Gedanken eines Millionärs

Jetzt ist es passiert: Letzte Nacht besuchte der einmillionste Gast diesen Blog. Um wen es sich handelte, weiss ich nicht. Ich habe keine Ahnung, was er oder sie sich anschaute, ob ihm oder ihr gefiel, was er oder sie in meinem virtuellen Stübchen sah, wie lange er oder sie blieb und ob er oder sie gedenkt, irgendwann wiederzukommen.

(Dieses „er oder sie“ ist zum Schreiben ebenso mühselig wie zum Lesen. „Er“ muss deshalb genügen.)

Andrerseits: Nach plusminus acht Jahren kenne ich die Menschen, welche sich mehr oder weniger regelmässig auf dieser Plattform tummeln, recht gut.

Bei den meisten Lesern handelt es sich laut einer Studie – die ich leider gerade nicht zur Hand habe – um hochgradig intelligente, bis zum Exzess reflektierende, zuckerbergmässig gutverdienende und sozial gottähnlich kompetente Zeitgenossen.

Sie sind politisch interessierter als alle fünf Bundesräte zusammen, schweben leichtfüssig auch über das stotzigste kulturelle Parkett und wissen in wirtschaftlicher Hinsicht ebensogut Bescheid wie Daniel Bumann.

Durchschnittlich liest jeder Gast 3,8 der momentan 1267 verfügbaren Beiträge (das sagt zumindest der Typ, der im Maschinenraum die Statistiken nachführt. Ich stelle ihn mir gerne als gmögigen Frischpensionierten vor, der in einem verwaschenen T-Shirt von der Rolling Stones-Tour 1972 mit einem zerfledderten Block in der Hand auf einem Schemeli höcklet und durch eine Zahnlücke eine Gitanes nach der anderen pafft).

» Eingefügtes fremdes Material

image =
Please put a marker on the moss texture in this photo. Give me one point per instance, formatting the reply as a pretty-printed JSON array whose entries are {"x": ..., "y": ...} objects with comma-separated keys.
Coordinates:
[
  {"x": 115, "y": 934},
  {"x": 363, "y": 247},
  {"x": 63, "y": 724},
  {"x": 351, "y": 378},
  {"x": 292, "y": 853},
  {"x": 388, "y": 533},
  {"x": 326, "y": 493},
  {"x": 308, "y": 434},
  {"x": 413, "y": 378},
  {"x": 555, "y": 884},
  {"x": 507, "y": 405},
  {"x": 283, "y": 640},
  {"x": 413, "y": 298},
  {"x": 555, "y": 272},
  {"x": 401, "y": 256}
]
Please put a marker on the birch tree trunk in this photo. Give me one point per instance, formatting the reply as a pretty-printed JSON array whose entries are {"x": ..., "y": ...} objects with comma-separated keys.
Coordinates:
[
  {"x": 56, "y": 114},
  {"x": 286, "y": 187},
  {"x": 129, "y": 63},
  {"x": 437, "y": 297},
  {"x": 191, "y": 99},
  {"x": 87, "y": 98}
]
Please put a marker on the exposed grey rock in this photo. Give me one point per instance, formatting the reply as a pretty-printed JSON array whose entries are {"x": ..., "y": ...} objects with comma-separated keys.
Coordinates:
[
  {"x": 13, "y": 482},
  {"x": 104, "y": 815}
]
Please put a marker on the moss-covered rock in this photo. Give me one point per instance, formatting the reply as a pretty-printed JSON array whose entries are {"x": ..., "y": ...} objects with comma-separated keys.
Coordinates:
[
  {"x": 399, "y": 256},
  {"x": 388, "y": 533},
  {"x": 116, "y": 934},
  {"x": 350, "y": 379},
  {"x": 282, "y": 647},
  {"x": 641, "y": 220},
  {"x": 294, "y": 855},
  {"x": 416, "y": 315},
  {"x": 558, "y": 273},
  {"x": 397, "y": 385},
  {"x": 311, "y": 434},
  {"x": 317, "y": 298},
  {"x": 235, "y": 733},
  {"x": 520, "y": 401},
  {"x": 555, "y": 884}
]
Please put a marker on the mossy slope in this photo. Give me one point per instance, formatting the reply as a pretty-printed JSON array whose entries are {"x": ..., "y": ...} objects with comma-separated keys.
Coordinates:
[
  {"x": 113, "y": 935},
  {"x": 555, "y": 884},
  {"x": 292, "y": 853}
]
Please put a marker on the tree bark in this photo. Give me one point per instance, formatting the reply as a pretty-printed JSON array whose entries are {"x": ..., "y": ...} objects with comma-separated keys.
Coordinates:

Die meisten Leser schlendern durch mein internettes Daheim, ohne, dass ich sie bemerke. Sie kommen so lautlos, wie sie gehen. Gelegentlich hinterlässt jemand im Gästebuch auf dem Kommödli einen freundlichen Gruss. Oder stürmt unter Absingen wüster Lieder türschletzend hinaus.

Hin und wieder bringt mir der Altrocker ein Blatt Papier. Darauf steht, welche Beiträge am häufigsten angeklickt wurden. Nonsense-Texte wie der hier oder der hier oder der hier führen die Hitliste jedesmal an.

Sobald es chli ernster wird und es, zum Beispiel, ums Sterben geht oder um strafrechtliche Themen, stürzen die Einschaltquoten ins Bodenlose.

Den absoluten Rekord für einen einzelnen Beitrag hält mit über 12 000 Betrachtern der Report über mein trostloses Strohwitwerdasein. Die aufs Kunstvollste ausformulierten Anmerkungen zur Newsletterittis hätte ich mir hingegen sparen können. Keine 100 Leute mochten sich dafür erwärmen.

Als meistbeachtete Serie würde, wenn es dafür eine Auszeichnung gäbe, das nicht endenwollende Glier über die Abenteuer des Playaboy auf Gran Canaria prämiert.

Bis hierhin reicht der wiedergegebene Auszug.